The band touring with Sage right now also shows a refusal to conform to the expectations of genre. The Sol.illoquists convey a refreshing hybridity that caught Sage’s attention. From Orlando, Florida, this metal-meets-rap-meets-jazz group handed Sage a live recording of one their shows when he was on the F*ck Clear Channel Tour: “I get so many demos and usually end up tossing them out the van window, but this one was impressive. I asked them to come play a benefit concert I was throwing so that I could see them perform in person, and they stole the show hands down. I had them stay at my house, and it turns out a lot of our politics and lifestyles are similar and they all are trustworthy and genuine people, which is most important to me. So I asked them to come out on tour with me and I feel privileged to have presented this entire nation with what I consider to be the best and most unique hip hop show in a long time."
As for Sage’s latest album, here he is at his most earnest and forceful, and Dangermouse, Sixtoo and Reanimater paint his words black with haunting, ominous production. This album asks us to scrape our ears from the sugar slime left by pop beats and tune into Sage’s growling lyrics, which interrogate our complacent existence with vehemence. In “The Buzz Kill,” we see how his art form aggressively shakes us out of our submission to mainstream music culture: “I disassociate the actions with their meanings/Songs from “ends justify their means” mentality/Plus I’m bleeding/Give me a bandaid/a band that can play/a fan base with hearing aids and a voice like a hand grenade/I pull the wool over their vision/Pull the pin and push it in ’em.”
While pop fans might not be blissful in their ignorance, Sage feels that pop culture is designed to cater to people who prefer sugar over substance. However, he feels that he can contribute to breaking the cycle that enslaves music listeners: “I feel the cycle comes and goes in waves. We save as many as we can. The rest are miserable or content in their ignorance.

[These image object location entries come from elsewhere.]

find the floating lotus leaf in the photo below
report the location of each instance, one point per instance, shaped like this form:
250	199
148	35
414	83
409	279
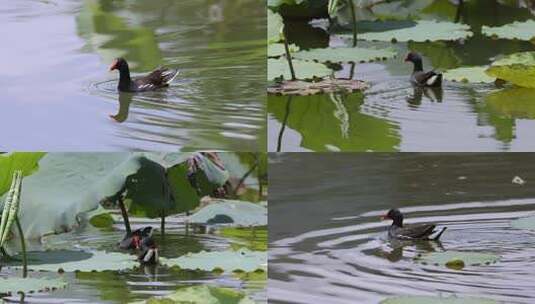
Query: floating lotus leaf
303	69
85	261
527	223
228	261
458	259
518	68
13	285
277	49
202	295
436	300
288	87
345	54
516	30
518	103
238	213
424	30
469	74
275	24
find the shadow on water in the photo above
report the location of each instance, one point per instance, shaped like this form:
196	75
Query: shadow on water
339	252
461	115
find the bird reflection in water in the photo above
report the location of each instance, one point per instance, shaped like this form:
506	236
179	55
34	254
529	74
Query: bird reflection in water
434	94
124	107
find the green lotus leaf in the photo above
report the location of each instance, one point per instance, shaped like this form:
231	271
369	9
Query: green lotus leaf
436	300
202	295
517	30
517	103
13	285
424	30
78	260
345	54
469	74
458	259
303	69
527	223
518	68
277	49
228	261
275	23
237	213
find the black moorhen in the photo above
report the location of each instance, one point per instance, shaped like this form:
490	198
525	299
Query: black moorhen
158	78
419	77
410	232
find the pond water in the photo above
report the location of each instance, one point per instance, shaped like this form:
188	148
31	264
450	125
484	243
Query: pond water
338	251
391	115
59	95
141	283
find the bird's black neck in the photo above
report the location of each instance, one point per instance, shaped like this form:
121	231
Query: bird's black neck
124	78
398	222
418	66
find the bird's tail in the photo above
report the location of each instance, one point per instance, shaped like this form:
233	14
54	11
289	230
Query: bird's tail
439	234
169	75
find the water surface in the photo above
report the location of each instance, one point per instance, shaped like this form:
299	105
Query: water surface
338	252
59	95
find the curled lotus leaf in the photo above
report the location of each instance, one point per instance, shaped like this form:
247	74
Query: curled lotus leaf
14	285
303	69
345	54
527	223
202	295
516	30
318	87
474	74
78	260
437	300
458	259
424	30
517	68
228	261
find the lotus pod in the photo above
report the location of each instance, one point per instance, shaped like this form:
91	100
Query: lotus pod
7	205
14	206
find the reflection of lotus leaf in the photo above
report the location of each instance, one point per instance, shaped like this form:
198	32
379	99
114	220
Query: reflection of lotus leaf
516	30
518	68
453	259
423	31
240	212
228	261
516	103
469	74
202	295
303	70
277	49
71	261
334	122
275	24
14	285
524	223
345	54
436	300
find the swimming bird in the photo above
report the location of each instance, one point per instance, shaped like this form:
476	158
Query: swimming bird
419	77
157	79
410	232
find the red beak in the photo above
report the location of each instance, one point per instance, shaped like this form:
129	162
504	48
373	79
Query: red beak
113	65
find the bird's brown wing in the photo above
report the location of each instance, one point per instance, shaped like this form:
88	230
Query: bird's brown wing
416	231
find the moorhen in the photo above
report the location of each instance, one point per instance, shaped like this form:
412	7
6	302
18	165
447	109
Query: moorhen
410	232
158	78
419	77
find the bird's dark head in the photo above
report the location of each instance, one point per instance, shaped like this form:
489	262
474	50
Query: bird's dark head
413	57
118	64
395	215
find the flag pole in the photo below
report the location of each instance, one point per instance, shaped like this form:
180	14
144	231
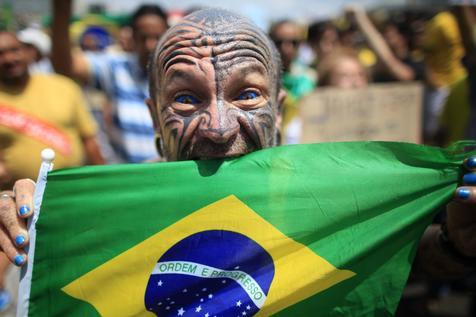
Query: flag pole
47	157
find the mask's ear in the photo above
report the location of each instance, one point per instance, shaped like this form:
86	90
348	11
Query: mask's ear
279	115
151	104
155	120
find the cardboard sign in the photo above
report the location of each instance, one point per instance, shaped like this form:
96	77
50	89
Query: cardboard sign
383	112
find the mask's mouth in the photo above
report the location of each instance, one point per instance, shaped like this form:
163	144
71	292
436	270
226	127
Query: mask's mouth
205	149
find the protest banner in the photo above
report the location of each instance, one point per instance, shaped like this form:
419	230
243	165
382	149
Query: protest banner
381	112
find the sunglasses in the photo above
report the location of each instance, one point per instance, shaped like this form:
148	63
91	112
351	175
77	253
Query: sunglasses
294	42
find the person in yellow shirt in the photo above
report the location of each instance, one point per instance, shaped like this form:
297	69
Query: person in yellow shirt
443	51
38	111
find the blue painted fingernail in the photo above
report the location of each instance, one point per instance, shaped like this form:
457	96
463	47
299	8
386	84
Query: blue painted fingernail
471	162
470	178
19	259
19	240
464	193
24	210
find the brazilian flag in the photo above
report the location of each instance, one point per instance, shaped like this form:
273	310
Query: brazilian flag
308	230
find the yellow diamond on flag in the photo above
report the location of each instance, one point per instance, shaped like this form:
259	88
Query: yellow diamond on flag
118	287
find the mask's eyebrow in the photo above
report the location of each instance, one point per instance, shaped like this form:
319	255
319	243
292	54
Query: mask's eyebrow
176	58
252	68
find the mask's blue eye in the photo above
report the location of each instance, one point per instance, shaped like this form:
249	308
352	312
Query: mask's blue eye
248	95
187	99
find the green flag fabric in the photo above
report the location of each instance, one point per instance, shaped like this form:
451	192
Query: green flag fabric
308	230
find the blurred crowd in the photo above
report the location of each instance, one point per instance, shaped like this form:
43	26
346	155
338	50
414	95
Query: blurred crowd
79	85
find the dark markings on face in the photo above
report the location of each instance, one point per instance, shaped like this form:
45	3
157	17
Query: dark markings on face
228	43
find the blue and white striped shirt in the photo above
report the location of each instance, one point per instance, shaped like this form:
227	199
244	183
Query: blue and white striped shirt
125	83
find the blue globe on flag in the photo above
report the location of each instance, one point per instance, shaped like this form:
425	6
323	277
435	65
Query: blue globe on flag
210	273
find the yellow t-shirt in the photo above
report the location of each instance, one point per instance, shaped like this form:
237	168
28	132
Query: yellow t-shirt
49	112
454	118
443	50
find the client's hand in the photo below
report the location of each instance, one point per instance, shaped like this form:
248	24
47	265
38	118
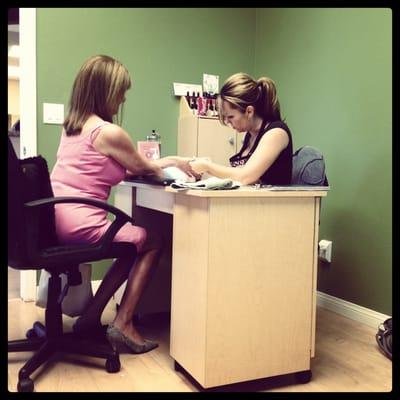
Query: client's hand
183	163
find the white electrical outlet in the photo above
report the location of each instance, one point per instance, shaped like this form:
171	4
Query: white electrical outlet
325	250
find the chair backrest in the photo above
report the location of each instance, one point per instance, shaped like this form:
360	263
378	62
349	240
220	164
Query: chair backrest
309	167
28	231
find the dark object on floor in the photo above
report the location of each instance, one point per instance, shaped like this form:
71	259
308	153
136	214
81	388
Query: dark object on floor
384	338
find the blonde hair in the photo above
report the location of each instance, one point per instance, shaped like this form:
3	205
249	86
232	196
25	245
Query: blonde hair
241	90
99	88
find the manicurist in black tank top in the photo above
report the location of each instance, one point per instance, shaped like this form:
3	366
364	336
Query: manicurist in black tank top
266	155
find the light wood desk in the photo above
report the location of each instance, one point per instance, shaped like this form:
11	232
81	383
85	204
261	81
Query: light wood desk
244	269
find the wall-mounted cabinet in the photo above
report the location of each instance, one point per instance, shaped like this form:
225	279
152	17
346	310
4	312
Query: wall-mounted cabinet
200	136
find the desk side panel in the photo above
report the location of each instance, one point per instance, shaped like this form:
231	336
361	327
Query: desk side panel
315	271
260	281
189	277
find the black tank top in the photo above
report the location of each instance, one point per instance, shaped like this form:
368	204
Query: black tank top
280	172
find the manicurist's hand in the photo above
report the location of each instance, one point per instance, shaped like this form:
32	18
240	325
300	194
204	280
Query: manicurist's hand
200	165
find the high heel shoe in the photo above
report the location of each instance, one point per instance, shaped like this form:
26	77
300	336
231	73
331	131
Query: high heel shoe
120	342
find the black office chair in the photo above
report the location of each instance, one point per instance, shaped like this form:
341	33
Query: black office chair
32	244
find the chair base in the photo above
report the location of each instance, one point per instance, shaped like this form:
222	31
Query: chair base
45	347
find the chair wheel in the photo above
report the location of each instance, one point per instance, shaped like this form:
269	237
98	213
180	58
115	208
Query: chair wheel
113	365
25	385
31	334
303	376
178	367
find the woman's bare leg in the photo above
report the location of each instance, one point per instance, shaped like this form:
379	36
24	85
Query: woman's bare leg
137	277
137	280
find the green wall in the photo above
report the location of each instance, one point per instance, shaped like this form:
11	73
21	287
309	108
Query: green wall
159	46
333	71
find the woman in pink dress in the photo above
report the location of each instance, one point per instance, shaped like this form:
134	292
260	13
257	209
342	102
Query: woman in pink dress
95	154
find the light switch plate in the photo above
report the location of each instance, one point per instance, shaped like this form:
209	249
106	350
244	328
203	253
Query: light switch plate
53	113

All I can ask is that if people FEEL within that something is wrong or missing in the life they have been presented with, they have other options. There is actual substance in this world that is just waiting there for them to grab it.” That said, if you want to leave a show feeling like you just woke up from a long, dreamless sleep, tickets to a Sage Francis concert are definitely worth grabbing.